Il souhaite également reconnaître le droit de vote des étrangers qui nécessiterait de modifier l’article 3 sur la citoyenneté qui dispose que "sont électeurs, dans les conditions déterminées par la loi, tous les nationaux français majeurs des deux sexes, jouissant de leurs droits civils et politiques".
Pour sa part Marine Le Pen propose d’inscrire dans la Constitution un principe de "priorité nationale", au lieu du principe constitutionnel d’égalité, rappelé par le Conseil constitutionnel dans une décision du 22 janvier 1990. Il avait, au nom de ce principe, censuré une loi qui introduisait une différence de traitement entre des Français et certaines catégories d’étrangers résidant régulièrement en France.
L’attribution d’une valeur constitutionnelle à ce principe de priorité nationale permettrait d’introduire des discriminations entre Français et étrangers en situation régulière.
Pour leur part Emmanuel Macron et François Fillon comme Marine Le Pen proposent à l’unisson une réduction du nombre de parlementaires. Soit 400 députés et 200 sénateurs pour Fillon, une réduction d’un tiers pour Macron, 300 députés et 200 sénateurs pour Marine Le Pen.
La réduction du nombre de parlementaires, à la différence de leur augmentation, ne nécessitera pas de révision de la Constitution car son article 24 ne fixe pas le nombre de députés et sénateurs, mais seulement le maximum possible.
Le texte constitutionnel indique que "les députés à l'Assemblée nationale, dont le nombre ne peut excéder cinq cent soixante-dix-sept, sont élus au suffrage direct", et l’article 25 que c’est une loi organique qui fixe le nombre des membres des deux assemblées. Le processus pour réduire le nombre de parlementaires sera donc beaucoup plus souple qu’une révision de la Constitution. Sauf à vouloir tout de même organiser un référendum pour solenniser cette mesure.
Le nouveau président, auréolé de l'onction du suffrage universel, pourra être à l’initiative de la révision constitutionnelle conformément à l’article 89 de la Constitution. Le texte de la révision devra être voté en termes identiques par l’Assemblée nationale et par le Sénat ce qui peut être politiquement compliqué. Pour devenir définitive, la révision devra ensuite être approuvée soit par référendum soit par la majorité des trois cinquièmes des suffrages exprimés des deux chambres du Parlement réunies en Congrès à Versailles.
Pour vaincre la réticence ou l’opposition des assemblées, le général de Gaulle s'était affranchi de ces dispositions et avait fait à deux reprises application des dispositions de l’article 11 de la Constitution qui permettent au président de la République de soumettre à référendum tout projet de loi portant sur l’organisation des pouvoirs publics: en 1962, pour introduire dans la Constitution l’élection du chef de l’État au suffrage universel direct, et en 1969, cette fois sans succès, pour la réforme du Sénat et la régionalisation. Ce choix de l’article 11 et non de l’article 89 par le général de Gaulle donna lieu à de nombreuses controverses quant à sa conformité à la Constitution.
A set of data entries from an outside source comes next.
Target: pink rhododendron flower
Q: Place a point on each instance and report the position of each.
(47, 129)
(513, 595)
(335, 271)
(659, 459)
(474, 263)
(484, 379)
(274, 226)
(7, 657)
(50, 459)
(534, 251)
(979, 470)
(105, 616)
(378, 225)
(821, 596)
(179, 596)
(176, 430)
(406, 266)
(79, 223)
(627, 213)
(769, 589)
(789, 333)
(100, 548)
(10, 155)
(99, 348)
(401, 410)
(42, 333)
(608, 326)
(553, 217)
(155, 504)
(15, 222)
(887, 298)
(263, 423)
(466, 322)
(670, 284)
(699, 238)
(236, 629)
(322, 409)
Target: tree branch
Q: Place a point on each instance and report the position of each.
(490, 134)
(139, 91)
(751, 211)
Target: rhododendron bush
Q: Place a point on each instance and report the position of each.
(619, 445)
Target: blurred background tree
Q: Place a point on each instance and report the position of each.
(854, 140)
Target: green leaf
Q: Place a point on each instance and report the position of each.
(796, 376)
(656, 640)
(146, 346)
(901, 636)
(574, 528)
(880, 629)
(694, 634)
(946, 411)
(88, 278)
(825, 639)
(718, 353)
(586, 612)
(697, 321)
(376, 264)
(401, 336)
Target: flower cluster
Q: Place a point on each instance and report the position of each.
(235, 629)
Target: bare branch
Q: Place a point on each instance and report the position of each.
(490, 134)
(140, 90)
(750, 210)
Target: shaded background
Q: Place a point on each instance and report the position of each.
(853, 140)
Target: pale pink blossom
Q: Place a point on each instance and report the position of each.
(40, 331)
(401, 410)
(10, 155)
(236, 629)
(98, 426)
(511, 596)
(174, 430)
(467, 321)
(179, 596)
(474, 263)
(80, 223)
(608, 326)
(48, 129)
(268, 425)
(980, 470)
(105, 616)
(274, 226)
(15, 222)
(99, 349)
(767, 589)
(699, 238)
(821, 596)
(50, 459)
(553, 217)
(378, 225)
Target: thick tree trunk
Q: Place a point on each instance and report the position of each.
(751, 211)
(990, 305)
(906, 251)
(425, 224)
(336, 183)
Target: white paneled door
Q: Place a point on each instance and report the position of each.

L'année 2017 serait-elle celle de tous les dangers pour la Vème République? Non, sauf si Jean-Luc Mélenchon accédait à l’Elysée, la Vème République devrait, une nouvelle fois, traverser cette 10e élection au suffrage universel sans trop subir de modifications substantielles au cours des cinq prochaines années. Texte propre au génie français, fruit de notre longue histoire politique et de notre culture, la Constitution de la Vème République dont l’élection du président est un quasi-sacre républicain, ne dément pas l’affirmation du philosophe Joseph De Maistre selon lequel "Une constitution qui est faite pour toutes les nations n'est faite pour aucune".